Slashdot Mirror


US Will Clean Area In Spain Where Hydrogen Bombs Fell (nytimes.com)

HughPickens.com writes: Rafael Minder writes in the NY Times that almost 50 years after coming close to possibly provoking a nuclear disaster, Secretary of State John Kerry, following years of wrangling between Spain and the U.S., signed an agreement to remove contaminated soil from an area in southern Spain where an American warplane accidentally dropped hydrogen bombs. In 1966 a bomber collided with a refueling tanker in midair and dropped four hydrogen bombs, two of which released plutonium into the atmosphere. No warheads detonated, narrowly averting what could have been an explosion more powerful than the atomic strikes against Japan at the end of World War II. Four days after the accident, the Spanish government stated that "the Palomares incident was evidence of the dangers created by NATO's use of the Gibraltar airstrip," announcing that NATO aircraft would no longer be permitted to fly over Spanish territory either to or from Gibraltar. The U.S. later announced that it would no longer fly over Spain with nuclear weapons, and the Spanish government formally banned U.S. flights over its territory that carried such weapons.

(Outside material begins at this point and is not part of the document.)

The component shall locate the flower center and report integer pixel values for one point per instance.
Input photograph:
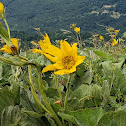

Neither Kerry nor Spanish Foreign Minister García-Margallo said exactly how much contaminated soil would be sent back, where it would be stored in the United States, or who would pay for the cleanup — some of the issues that have held up a deal until now. Spain has insisted that any contaminated soil be sent to the United States, because Spain does not have plants to store it. Concern over the site was reawakened in the 1990s when tests revealed high levels of americium, an isotope of plutonium, and further tests showed that 50,000 cubic meters of earth were still contaminated. The Spanish government appropriated the land in 2003 to prevent it being used.

2 of 216 comments (clear)

  1. Long time by AndyKron · · Score: 1, Troll

    After 2 generations...

  2. Re:Narrowly averted apocalypse my ass by meerling · · Score: 1, Troll

    It will not go nuclear. It can still explode, but it will only be a low order or high order detonation depending on the condition of the case when it goes off.
    To the ignorant or the stupid that think high order means a mushroom cloud, not it doesn't, that's nuclear.
    The order, high or low, is defined by the speed at which the explosive burns or detonates. A nuclear explosion is WAY beyond those parameters and so has it's own classification. Off the top of my head, I've forgotten the feet per second on those definitions, but if you really want to know, the info is out there, and it's legal. (That doesn't mean a three letter agency won't take an interest in you, it's not like they really care about the law in the first place.)